Es gibt zwei Arten von Betroffenen: diejenigen, die nach Möglichkeit ihr sicheres Umfeld nicht mehr verlassen und die Anderen, für die Hindernisse dazu da sind überwunden zu werden und die sich durch körperliche Einschränkungen nicht vom Leben abhalten lassen.

Da ist kein Platz zum "genieren". Wenn der Rolli nicht durch die Klotür passt, dann bleibt er davor stehen und ich setzte so auf die Schüssel um. Zur Not muß mein Mann mit aufs Damenklo - fertig! Es gibt aber auch Reiserollstühle. Da muß man gucken, was für einen selbst geeignet ist.

Geh mal bei uns irgendwo in ein "normales" Krankenhaus - da erlebst Du als Rollifahrer auch das pure Grauen. Die Badezimmer auf den Krankenzimmern sind auch nicht im geringsten rollstuhltauglich, bestenfalls gibt´s eins auf der Station - und da steht dann das Gerümpel drin. Hab ich alles schon erlebt.

Aber man wird im Laufe der Zeit kreativ und entwickelt so seine Techniken. In meinem Umfeld wird meine Behinderung überhaupt nicht mehr wahrgenommen.

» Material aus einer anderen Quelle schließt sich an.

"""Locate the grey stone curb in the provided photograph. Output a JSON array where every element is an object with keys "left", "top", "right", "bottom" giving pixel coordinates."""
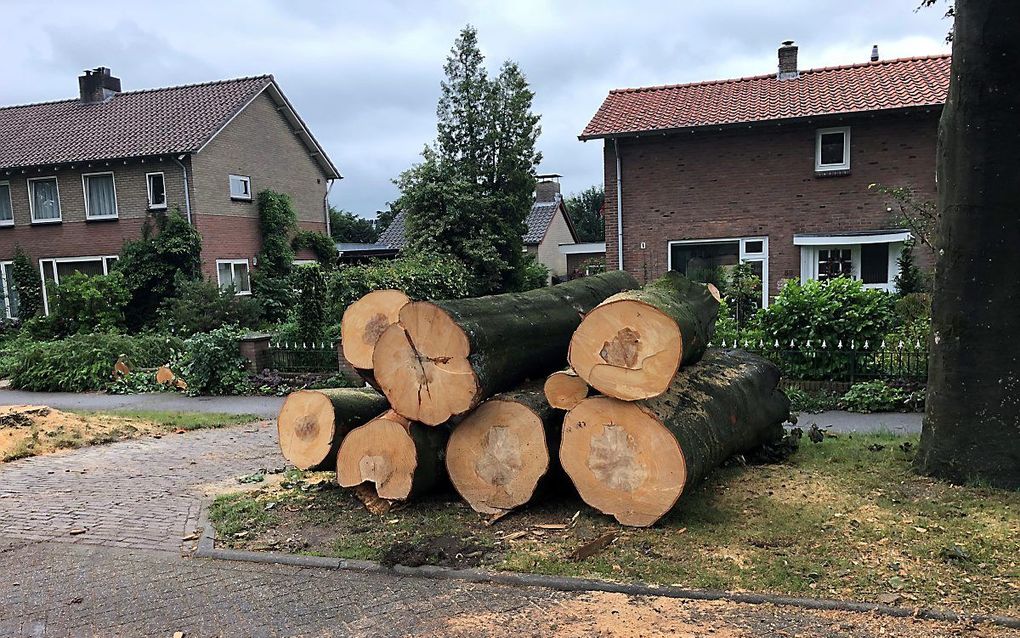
[{"left": 194, "top": 512, "right": 1020, "bottom": 629}]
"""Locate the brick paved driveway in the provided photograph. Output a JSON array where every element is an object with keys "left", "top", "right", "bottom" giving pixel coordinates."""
[{"left": 0, "top": 423, "right": 1007, "bottom": 638}]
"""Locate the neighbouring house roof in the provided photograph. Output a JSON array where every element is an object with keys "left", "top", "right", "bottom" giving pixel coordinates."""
[
  {"left": 0, "top": 76, "right": 340, "bottom": 179},
  {"left": 578, "top": 55, "right": 951, "bottom": 140}
]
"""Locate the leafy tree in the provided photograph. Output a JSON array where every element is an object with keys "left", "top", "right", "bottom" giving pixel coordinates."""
[
  {"left": 563, "top": 186, "right": 606, "bottom": 242},
  {"left": 11, "top": 246, "right": 43, "bottom": 321},
  {"left": 917, "top": 0, "right": 1020, "bottom": 489},
  {"left": 329, "top": 206, "right": 379, "bottom": 244},
  {"left": 114, "top": 209, "right": 202, "bottom": 331}
]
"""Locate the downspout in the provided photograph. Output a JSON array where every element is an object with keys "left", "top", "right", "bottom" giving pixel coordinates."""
[
  {"left": 613, "top": 138, "right": 623, "bottom": 271},
  {"left": 173, "top": 155, "right": 192, "bottom": 225}
]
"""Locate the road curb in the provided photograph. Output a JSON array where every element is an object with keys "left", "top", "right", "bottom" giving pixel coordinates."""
[{"left": 194, "top": 522, "right": 1020, "bottom": 629}]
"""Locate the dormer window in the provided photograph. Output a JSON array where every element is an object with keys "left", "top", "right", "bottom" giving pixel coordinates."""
[{"left": 815, "top": 127, "right": 850, "bottom": 173}]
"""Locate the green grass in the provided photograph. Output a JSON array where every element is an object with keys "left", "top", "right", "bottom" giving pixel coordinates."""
[{"left": 212, "top": 433, "right": 1020, "bottom": 614}]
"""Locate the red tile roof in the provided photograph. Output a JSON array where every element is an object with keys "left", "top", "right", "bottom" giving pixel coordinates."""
[
  {"left": 579, "top": 55, "right": 950, "bottom": 140},
  {"left": 0, "top": 76, "right": 272, "bottom": 168}
]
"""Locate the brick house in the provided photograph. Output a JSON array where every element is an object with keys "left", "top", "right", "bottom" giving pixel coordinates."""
[
  {"left": 0, "top": 67, "right": 341, "bottom": 316},
  {"left": 579, "top": 42, "right": 950, "bottom": 304}
]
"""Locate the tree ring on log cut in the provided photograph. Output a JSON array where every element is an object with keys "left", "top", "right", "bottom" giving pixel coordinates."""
[
  {"left": 276, "top": 390, "right": 337, "bottom": 469},
  {"left": 446, "top": 399, "right": 550, "bottom": 513},
  {"left": 560, "top": 397, "right": 686, "bottom": 527},
  {"left": 340, "top": 290, "right": 410, "bottom": 370},
  {"left": 372, "top": 301, "right": 480, "bottom": 426},
  {"left": 568, "top": 298, "right": 683, "bottom": 400},
  {"left": 337, "top": 410, "right": 418, "bottom": 500}
]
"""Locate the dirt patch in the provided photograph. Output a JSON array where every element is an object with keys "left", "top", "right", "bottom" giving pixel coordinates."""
[{"left": 380, "top": 536, "right": 486, "bottom": 570}]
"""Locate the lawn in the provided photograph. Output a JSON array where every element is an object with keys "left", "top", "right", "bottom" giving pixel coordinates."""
[
  {"left": 0, "top": 405, "right": 258, "bottom": 462},
  {"left": 210, "top": 434, "right": 1020, "bottom": 615}
]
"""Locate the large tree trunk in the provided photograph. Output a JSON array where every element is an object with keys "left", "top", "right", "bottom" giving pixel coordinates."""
[
  {"left": 372, "top": 271, "right": 638, "bottom": 425},
  {"left": 917, "top": 0, "right": 1020, "bottom": 489},
  {"left": 446, "top": 383, "right": 563, "bottom": 513},
  {"left": 337, "top": 410, "right": 450, "bottom": 500},
  {"left": 276, "top": 388, "right": 389, "bottom": 470},
  {"left": 560, "top": 350, "right": 789, "bottom": 527},
  {"left": 568, "top": 271, "right": 719, "bottom": 401},
  {"left": 340, "top": 290, "right": 411, "bottom": 389}
]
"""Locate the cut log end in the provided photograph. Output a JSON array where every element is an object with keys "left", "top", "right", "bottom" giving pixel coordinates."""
[
  {"left": 372, "top": 301, "right": 480, "bottom": 426},
  {"left": 337, "top": 410, "right": 418, "bottom": 500},
  {"left": 340, "top": 290, "right": 410, "bottom": 370},
  {"left": 446, "top": 399, "right": 549, "bottom": 513},
  {"left": 276, "top": 390, "right": 336, "bottom": 470},
  {"left": 543, "top": 370, "right": 589, "bottom": 409},
  {"left": 560, "top": 397, "right": 686, "bottom": 527},
  {"left": 568, "top": 298, "right": 683, "bottom": 401}
]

Das führt dann schon mal zu absurden Situationen, wenn beispielsweise alles eine Treppe hoch oder runterrennt und ich steh da noch: "Huhu, ich bin auch noch da." Das passiert selbst meinem eigenen Mann.

Oder auch nett, bei unserer letzten Nilkreuzfahrt: als jemand aus meiner Truppe meinte den Anlegesteg zum Schwingen bringen zu müssen, während ich dabei war da irgendwie rüber zu krauchen.

Das muß man mit Humor nehmen, da darf man nicht die Fassung verlieren und schon gar nicht die Leute ständig mit den eigenen Unzulänglichkeiten nerven. Ich bin NICHT der Mittelpunkt der Welt.

Man muß sich natürlich schon etwas besser auf seine Reisen vorbereiten und einiges an Equipment mitschleppen, gerade wenn es in ein unterentwickeltes Land gehen soll.